I said name a country that has done bad in the name of atheism. I didn't say just name a country that has done bad.
That is an unreasonable request because even when atheist leaders do bad things as a direct result of their atheism they don't do it in the name of Atheism because Atheism doesn't have a name. When Christians do things in the name of atheism it is obvious that they are doing it as a result of their Christian beliefs. The same is true of Stalin. He did nothing in the name of atheism but he did quite a lot because of his atheism.
Your point about vivisectionsists suggests you think two wrongs make a right. This is not surprising as this kind of revenge logic abounds in that work of fiction called the bible.
No my point was that there are people today who are opposed to things because life just is not that simple. Vivisection can be wrong and can be right. Those who are opposed to it for the times when it is wrong are not committing an evil and stifling science any more than those of the past who opposed things that would advance science for the things about the techniques that were wrong were stifling science.
If you think the Spanish Inquisition was against torture you have a very bizarre grasp of history. And for the record, it was originally know as the papal inquisition until the pope realised how nasty it was and what a blot on his wonderful reputation it was. ****ing little boys was ok for him but the inquisition wa considered bad marketing.
Well I said that you should brush up on the history and apparently you decided to speak before doing that.
The Spanish Inquisition was started and was established in 1478 by Monarchs Ferdinand II of Aragon and Isabella I of Castile (who happened to be catholic) to maintain Catholic orthodoxy in their kingdoms, and to replace the medieval inquisition which was under papal control. The new body was under the direct control of the Spanish monarchy. It was not definitively abolished until 1834, during the reign of Isabel II.
This paragraph from Wiki tells us that the pope was not responsible for the establishment of the Spanish Inquisition but some catholic king who had political reasons was.
Later when the pope did exert his authority and gain control of the inquisition he appointed Tomás de Torquemada specifically charged with the task of reigning in the abuses of the inquisition.
By the way 800,000 people were not burned as a result as you stated. More from wiki:
"In the mid-16th century to the mid-17th century, a time when Europe was torn apart by Catholic-Protestant strife, there began to appear from the pens of various European Protestant intellectuals, who generally had minimal or no direct access or experience of the Inquisition, what has come to be known as the Black Legend, as part of the Protestant polemic in support of the Protestant Revolution. With the gradual ebbing of religious hostilities professional historians began investigations, giving a detailed, nuanced and less exaggerated picture of the Inquisition."
From 1476 to 1834 an estimated 2,000 people were executed (with roughly half of these being proxy executions of straw figures).
So over the course of about 400 years about 250 people per year in all of the country of Spain were executed after being tried and found guilty of heresy. Lawbreaking that they could have avoided if they had followed the laws. And let's not forget this was under Torquemada who had aready reformed the inquisition by this time so that the trials were fair.
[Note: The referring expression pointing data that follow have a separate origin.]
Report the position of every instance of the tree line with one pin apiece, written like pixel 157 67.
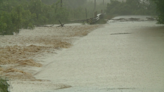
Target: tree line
pixel 131 7
pixel 18 14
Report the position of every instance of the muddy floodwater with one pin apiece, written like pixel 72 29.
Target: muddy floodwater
pixel 125 55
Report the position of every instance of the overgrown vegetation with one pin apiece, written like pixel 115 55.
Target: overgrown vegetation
pixel 4 85
pixel 131 7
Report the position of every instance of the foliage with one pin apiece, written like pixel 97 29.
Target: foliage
pixel 160 9
pixel 131 7
pixel 4 85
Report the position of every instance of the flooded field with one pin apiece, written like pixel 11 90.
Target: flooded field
pixel 124 55
pixel 19 53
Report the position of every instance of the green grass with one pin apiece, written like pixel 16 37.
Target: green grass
pixel 4 85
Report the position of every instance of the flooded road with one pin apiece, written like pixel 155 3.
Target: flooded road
pixel 122 56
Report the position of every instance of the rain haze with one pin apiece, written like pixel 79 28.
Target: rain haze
pixel 81 46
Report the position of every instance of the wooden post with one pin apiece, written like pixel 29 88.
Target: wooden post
pixel 86 13
pixel 61 3
pixel 94 5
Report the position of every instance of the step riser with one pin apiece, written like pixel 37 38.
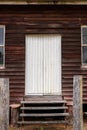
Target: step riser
pixel 32 112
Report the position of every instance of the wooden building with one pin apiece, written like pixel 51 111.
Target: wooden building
pixel 42 46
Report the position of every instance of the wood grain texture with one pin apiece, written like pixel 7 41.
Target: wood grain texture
pixel 4 104
pixel 77 103
pixel 65 20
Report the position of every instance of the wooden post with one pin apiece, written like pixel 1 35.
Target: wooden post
pixel 77 103
pixel 4 104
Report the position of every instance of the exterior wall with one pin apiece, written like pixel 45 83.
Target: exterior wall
pixel 20 20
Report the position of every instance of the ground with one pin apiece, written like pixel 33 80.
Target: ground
pixel 48 127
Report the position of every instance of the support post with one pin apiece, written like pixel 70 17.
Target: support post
pixel 4 104
pixel 77 103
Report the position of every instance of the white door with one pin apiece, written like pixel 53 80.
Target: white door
pixel 43 64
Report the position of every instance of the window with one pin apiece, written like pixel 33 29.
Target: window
pixel 2 46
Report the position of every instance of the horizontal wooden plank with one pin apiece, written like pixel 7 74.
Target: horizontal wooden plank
pixel 43 122
pixel 44 115
pixel 44 108
pixel 43 102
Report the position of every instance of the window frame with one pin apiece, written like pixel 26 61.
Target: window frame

In contrast the trials under the monarchs who previously ran the inquisition in a much smaller area of Spain inspired the reputation of the spanish inquisition and then they only killed about 100 people.
Furthermore:
"Torquemada was a complex man: a ferocious zealot, he was also, ironically, the main reformer of the Spanish Inquisition - working to eliminate judicial corruption, bribery, false accusation and perjury. e.g., anyone found bearing false witness against another incurred the penalty due the one falsely accused. No respecter of rank, nobles, bishops and even a prince were called to appear before his Inquisition. He strongly supported the use of torture [as did every other government at the time], but at the same time limited its practice. An early example of a penal reformer, Torquemada cleaned up the Inquisition's jails and saw to it that the prisoners were properly fed and clothed. A telling measure of his efforts can be seen wherein the numbers of common criminals petitioning to get their cases transferred to ecclesiastical courts became an administrative problem."
And after all that correction we can still say that they acted against the clear commands of Christ and were not acting as followers of Jesus when they did these things. Even if they claimed to do them in the name of God that does not mean that the real motivation was actually to please God.
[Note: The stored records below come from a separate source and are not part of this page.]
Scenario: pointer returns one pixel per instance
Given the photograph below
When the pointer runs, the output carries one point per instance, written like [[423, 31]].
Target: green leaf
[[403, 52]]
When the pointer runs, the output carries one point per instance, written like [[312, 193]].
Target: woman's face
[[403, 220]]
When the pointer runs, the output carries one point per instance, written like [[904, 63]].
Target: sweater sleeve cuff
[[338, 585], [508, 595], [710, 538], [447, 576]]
It is nor surprise to me that you hold these distorted views.
So who has the distorted view?
After all you think some beardy bloke in the sky made everything. If that is not the biggest form of self delusion I don't know what is.
I have no conceptions of God having a beard since He is spirit. I have no conceptions of Him inhabiting the sky either.
If you think that is what I believe though you might want to reconsider where you are getting your information.